Do you remember the last time you were caught in an unexpected rainstorm? Becoming drenched without your consent probably irked you. Did you rush to seek shelter, cursing as you had to jump over puddles while wondering how long it would take for your wet clothes to dry? Now, try to think of the last time you saw a child in the rain…
Were they upset by the event that was completely out of their control, or did they embrace all the wonderful senses that were triggered by the sight, smell and feel of rain?
Children are a perfect example of what it means to be mindful as it comes naturally to them. They stop to smell the flowers, become enchanted by butterflies flapping past, and throw temper tantrums in the moment when things don’t go their way, only to stop crying when given a toy that distracts them.
As we get older, staying in the moment becomes more difficult…more of a conscious effort. As we get swept up with the anxieties, responsibilities and stressors that come with adulthood it’s easy to get lost in our thoughts.
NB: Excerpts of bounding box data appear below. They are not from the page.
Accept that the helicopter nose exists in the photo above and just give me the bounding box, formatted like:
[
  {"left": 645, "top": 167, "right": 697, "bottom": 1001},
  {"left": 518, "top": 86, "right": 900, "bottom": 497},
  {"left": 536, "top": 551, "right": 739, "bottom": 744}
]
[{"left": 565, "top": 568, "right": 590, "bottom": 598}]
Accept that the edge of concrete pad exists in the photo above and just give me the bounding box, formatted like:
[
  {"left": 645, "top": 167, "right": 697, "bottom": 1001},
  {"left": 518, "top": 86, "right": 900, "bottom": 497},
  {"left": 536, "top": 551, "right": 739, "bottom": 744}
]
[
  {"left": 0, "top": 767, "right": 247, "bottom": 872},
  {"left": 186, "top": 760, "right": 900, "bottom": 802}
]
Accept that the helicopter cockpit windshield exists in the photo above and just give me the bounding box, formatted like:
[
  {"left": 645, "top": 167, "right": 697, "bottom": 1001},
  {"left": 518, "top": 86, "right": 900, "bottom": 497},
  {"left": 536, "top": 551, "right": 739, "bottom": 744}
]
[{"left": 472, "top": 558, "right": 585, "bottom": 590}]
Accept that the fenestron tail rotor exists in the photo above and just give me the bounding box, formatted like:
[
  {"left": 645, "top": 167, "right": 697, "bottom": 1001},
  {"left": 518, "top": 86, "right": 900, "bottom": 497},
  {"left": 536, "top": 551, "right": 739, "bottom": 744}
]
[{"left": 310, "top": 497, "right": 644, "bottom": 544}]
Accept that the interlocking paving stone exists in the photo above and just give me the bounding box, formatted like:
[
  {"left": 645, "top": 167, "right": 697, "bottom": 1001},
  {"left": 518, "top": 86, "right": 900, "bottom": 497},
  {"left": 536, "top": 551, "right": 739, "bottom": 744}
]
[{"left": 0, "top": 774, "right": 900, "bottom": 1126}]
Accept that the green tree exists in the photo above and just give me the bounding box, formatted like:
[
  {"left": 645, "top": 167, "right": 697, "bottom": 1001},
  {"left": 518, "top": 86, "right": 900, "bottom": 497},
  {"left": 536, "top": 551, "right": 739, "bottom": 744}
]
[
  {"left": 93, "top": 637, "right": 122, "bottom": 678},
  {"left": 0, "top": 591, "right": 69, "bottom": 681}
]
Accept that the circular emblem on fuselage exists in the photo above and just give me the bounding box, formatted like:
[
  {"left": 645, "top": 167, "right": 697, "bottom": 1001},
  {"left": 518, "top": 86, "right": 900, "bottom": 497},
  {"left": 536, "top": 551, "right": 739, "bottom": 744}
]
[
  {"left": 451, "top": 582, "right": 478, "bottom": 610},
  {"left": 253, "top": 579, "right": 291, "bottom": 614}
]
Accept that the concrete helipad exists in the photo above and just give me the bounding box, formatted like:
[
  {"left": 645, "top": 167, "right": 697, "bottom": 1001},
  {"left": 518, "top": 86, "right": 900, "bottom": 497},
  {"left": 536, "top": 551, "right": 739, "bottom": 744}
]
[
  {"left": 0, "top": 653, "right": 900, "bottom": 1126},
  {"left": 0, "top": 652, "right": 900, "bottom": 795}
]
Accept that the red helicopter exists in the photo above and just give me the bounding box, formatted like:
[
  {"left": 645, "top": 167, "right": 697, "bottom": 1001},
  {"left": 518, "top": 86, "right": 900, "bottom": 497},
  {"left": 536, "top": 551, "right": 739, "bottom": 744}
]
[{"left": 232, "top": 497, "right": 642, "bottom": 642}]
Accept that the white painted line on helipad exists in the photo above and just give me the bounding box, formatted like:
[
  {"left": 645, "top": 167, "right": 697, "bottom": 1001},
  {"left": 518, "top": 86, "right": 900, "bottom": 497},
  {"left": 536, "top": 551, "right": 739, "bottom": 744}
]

Mindfulness is about being present in the moment. It’s about being aware of your thoughts, your surroundings, your emotions and how you feel physically. It’s a powerful mental skill that can aid in getting you through stressful situations and show you how to keep a lid on top of daily anxiety. And, while there are many ways to teach mindfulness, sensory activities have been shown to be one of the most beneficial.
Ignite Your Senses
Researchers have proven that incorporating sensory experiences into meditation to achieve the art of mindfulness can improve well‑being and physical and mental health. Instead of sitting silently in a meditative state, by consciously beginning to notice what your senses take in, and acknowledging without judgment, labeling and letting go, you can begin to master mindfulness. Here are some steps to get you started:
- See Things Differently: Sit down in a quiet, calm place with little distraction. Put your hands over your eyes. After a little while, uncover them and try to observe something that you hadn’t noticed earlier. Perhaps it’s a painting on the wall or a bird perched on a tree in the distance. Whatever it is, take a moment to appreciate it. If you prefer being more active while practising mindfulness, take yourself for a walk and try to focus on one thing before moving onto the next.
- Listen Closely: Whether it’s listening to the words or instruments in your favourite melodic song, or speaking to a loved one on the phone and noting the tone of their voice, make a point of purposefully using the sense of hearing to enjoy the synchronicity of sounds. Closing your eyes and noting outside noises is also a great way to centre your mind.
- Inhale with Purpose: Breathing is at the heart of all life, yet it’s something many of us take for granted. The next time you’re outside, inhale deeply through your nose, taking in the aromas in the air. Savor each smell – good or bad. You could also try washing the dishes using scented soap, or rubbing your favourite body cream into your skin while taking in its scent. An essential oil diffuser is also a fantastic way to help you breathe in the moment.
- Eat With Your Mind: Eating is one of the greatest pleasures on earth, yet most of us wolf down our food without a second thought. At your next meal or snack, consciously take yourself through a brief mindful eating session. Not the flavours and textures as they roll around your mouth, and be grateful for their nourishment. When you next pick up a beverage, notice how it feels in your mouth and how it makes its way into your stomach. Observe and appreciate the benefits and importance of hydration.
- Touch with Feeling: The body’s largest organ is the skin. Covered in nerve endings, our ability to touch and feel is one of life’s most precious gifts. By using a sensory tool like the Hydrean, you can better cultivate awareness and break your everyday pattern of perception. Using your thumb to do the ‘sensing’ over the devices’ grooves, practising touch while mediating can deepen your experience if done daily.
Once you begin to practice awareness through everyday sensory experiences, you’ll start discovering more and more opportunities to enjoy them. Each time you do, you’ll be pulled from the stream of thoughts that suck you out of the present.
How will you use your senses to evoke mindfulness?